At the beginning of the global economic crisis several years ago, most economists and policymakers believed that Indonesia could weather the global economic storm well. In part, this was due to the low reliance on international trade.
In addition to the low proportion of exports to GDP, commodities – which tend to enjoy relative stable demand and prices – account for almost half of Indonesia’s exports. This provided a reliable buffer to absorb the impact of the economic crisis.
This situation seems in question today. Indonesia’s exports have fallen while at the same time imports have shown a stable trend, translating into a trade deficit of $640 million in April. This has made people nervous despite the fact that in the first four months of 2012, Indonesia still booked a trade surplus of more than $2 billion. The nerves are perfectly understandable, since for decades the country has always experienced a trade surplus, making most Indonesians allergic to the words “trade deficit.”
For commodity net exporters such as Indonesia, 2012 and the years ahead will be rather uneasy. The economy and exports are influenced by global commodity demand and prices. Consequently, the gradual decrease in prices will impact the government’s fiscal position, corporate profits and household incomes.
The Organization for Economic Cooperation and Development (OECD) forecasts that the economies of the EU, the US, India and China will grow at 1.6%, 2.4%, 7.3% and 8.2% respectively this year, much lower than the pre-crisis level. Other studies by the International Monetary Fund and the World Bank also indicate the same pattern. This relatively low growth in the world’s major economies means that consumers are the root of the commodity price decline.
Unfortunately, the EU faces structural and domestic political issues in handling its crisis properly. It may take years for it to recover, potentially disturbing the recovery process in the US and possibly lowering GDP growth in India and China.
Over the past year, the price index of Indonesia’s major commodities – coal, natural gas, palm oil, copper, coffee and cocoa – have decreased significantly. Only gold and tea have moved in a different direction. If the forecasts for the EU and the US economies materialize, commodity prices will not bounce back in the near future.
Meanwhile in Indonesia lower exports are not accompanied by lower imports. The growing number of Indonesia’s middle-income class is one of the key factors behind the stable or increasing imports, especially for products like gadgets, computers, electronics, home appliances and vehicles. From the purchasing power perspective, this is a good development since those who purchase imported products will also purchase various domestically produced goods. However, from the international trade point of view, it is a challenge.
What Indonesia can do
Commodity prices from 1960–2011 indicate two trends. First, commodity prices tend to be more volatile. Second, the correlation among commodity prices tends to be higher. Prices move in tandem, with the oil price taking the lead. In the past, a decrease in the price of some commodities can be offset by the increase in the price of others.
In the current economic setting, producing various commodities is not a good portfolio. In short, economies that rely too much on commodities will tend to be volatile. They will move up and down in line with global commodity prices.

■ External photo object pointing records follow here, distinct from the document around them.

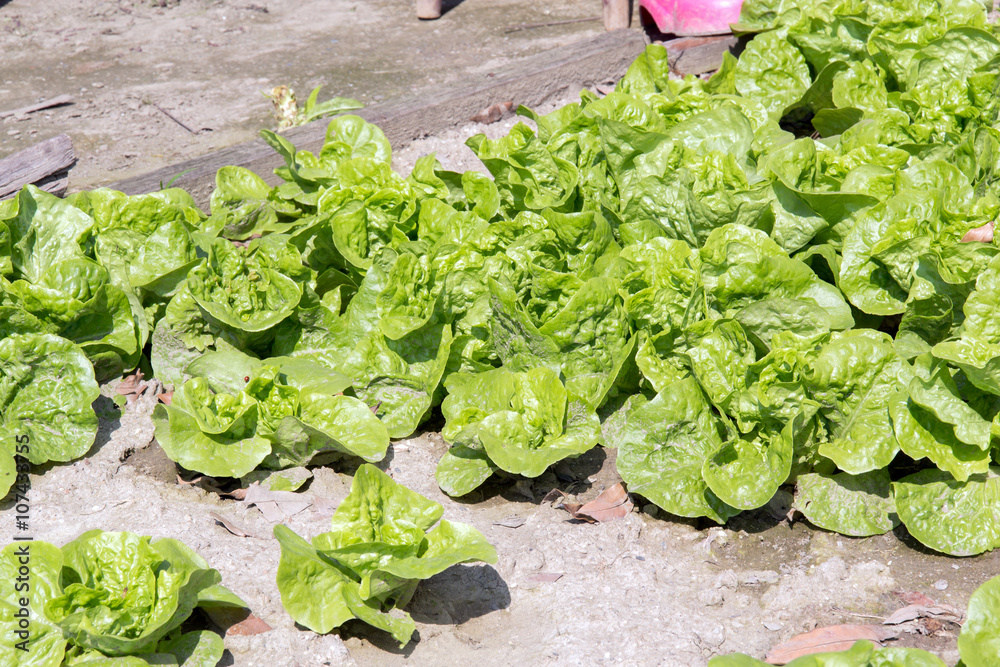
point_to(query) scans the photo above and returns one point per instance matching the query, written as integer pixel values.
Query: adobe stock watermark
(22, 554)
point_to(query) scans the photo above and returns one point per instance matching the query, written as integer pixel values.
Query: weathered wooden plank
(36, 164)
(697, 55)
(529, 82)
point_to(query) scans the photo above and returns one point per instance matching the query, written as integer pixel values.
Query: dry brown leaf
(133, 386)
(914, 597)
(275, 505)
(494, 113)
(129, 384)
(552, 496)
(984, 234)
(230, 526)
(830, 638)
(613, 504)
(943, 612)
(510, 522)
(237, 621)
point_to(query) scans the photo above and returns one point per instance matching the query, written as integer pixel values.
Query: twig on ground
(529, 26)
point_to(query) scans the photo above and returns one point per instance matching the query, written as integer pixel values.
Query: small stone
(710, 597)
(713, 635)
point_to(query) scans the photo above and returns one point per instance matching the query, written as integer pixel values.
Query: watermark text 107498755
(22, 486)
(22, 523)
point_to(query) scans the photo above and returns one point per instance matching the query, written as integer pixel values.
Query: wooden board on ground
(529, 82)
(45, 164)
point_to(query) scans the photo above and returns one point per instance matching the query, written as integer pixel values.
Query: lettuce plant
(47, 387)
(368, 566)
(520, 423)
(110, 596)
(224, 424)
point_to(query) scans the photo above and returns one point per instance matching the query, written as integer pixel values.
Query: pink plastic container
(692, 17)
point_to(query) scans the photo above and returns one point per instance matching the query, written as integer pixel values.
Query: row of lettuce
(117, 598)
(743, 282)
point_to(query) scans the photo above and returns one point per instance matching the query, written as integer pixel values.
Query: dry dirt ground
(647, 590)
(131, 64)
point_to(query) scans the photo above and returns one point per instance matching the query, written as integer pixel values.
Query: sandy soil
(131, 64)
(647, 590)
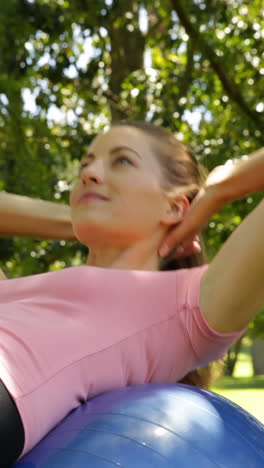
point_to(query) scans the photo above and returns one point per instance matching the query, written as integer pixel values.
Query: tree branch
(229, 85)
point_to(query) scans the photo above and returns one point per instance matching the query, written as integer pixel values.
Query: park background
(70, 68)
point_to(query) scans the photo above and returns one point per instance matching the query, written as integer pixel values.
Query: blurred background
(70, 68)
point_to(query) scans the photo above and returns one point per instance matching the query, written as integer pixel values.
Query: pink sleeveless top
(68, 335)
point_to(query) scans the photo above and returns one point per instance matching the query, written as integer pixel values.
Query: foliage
(192, 66)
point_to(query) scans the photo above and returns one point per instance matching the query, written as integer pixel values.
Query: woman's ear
(175, 210)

This is a warning sign for Indonesia to reduce its reliance on commodity exports. This is not only volatile, but also has low economic value-added. In the long run, Indonesia should transform itself into a more high-tech goods producer. With limited natural resources and its huge population, Indonesia can not achieve a high GDP per capita by digging more coal, pumping more natural gas, planting more palm oil trees and cutting more forest. There is a limit to it.
In the short term the government should make the commodity industry more fair, transparent and accountable through proper regulation and law enforcement. Reducing red tape in the mining industry and improving security in commodities-producing areas are two very crucial actions the government should take. It could improve industry efficiency and corporate income, increase government tax revenues and create employment for the general public.
In addition, promoting policy certainty is also a priority. The decrease in commodity exports is in part also attributable to the difficulties faced by commodity producers in making a business plan due to policy uncertainty. The proposed high export tax for coal, CPO and other commodities, which have finally been cancelled, was one of several examples of improper pro-cyclical policy.
The regulation that obliges mining companies such as gold, copper, aluminum, nickel and tin producers to build smelter facilities in Indonesia before 2014 is one illustration of unrealistic policies. In addition to the huge investment needed and the short time-frame, it is also unmanageable due to the lack of electricity. Making policy is cheap, especially low-quality ones; the cost of wrong policy is massive.
Nothing is new about the above ideas. They have been discussed for years or even decades. However, we hope the global trend will make us realize the importance of sound public policy, and more importantly, the consistency to implement policies accordingly. Improving exports is not an easy task and is beyond the responsibility of one or two ministries. It takes a collective effort by all stakeholders in the industry.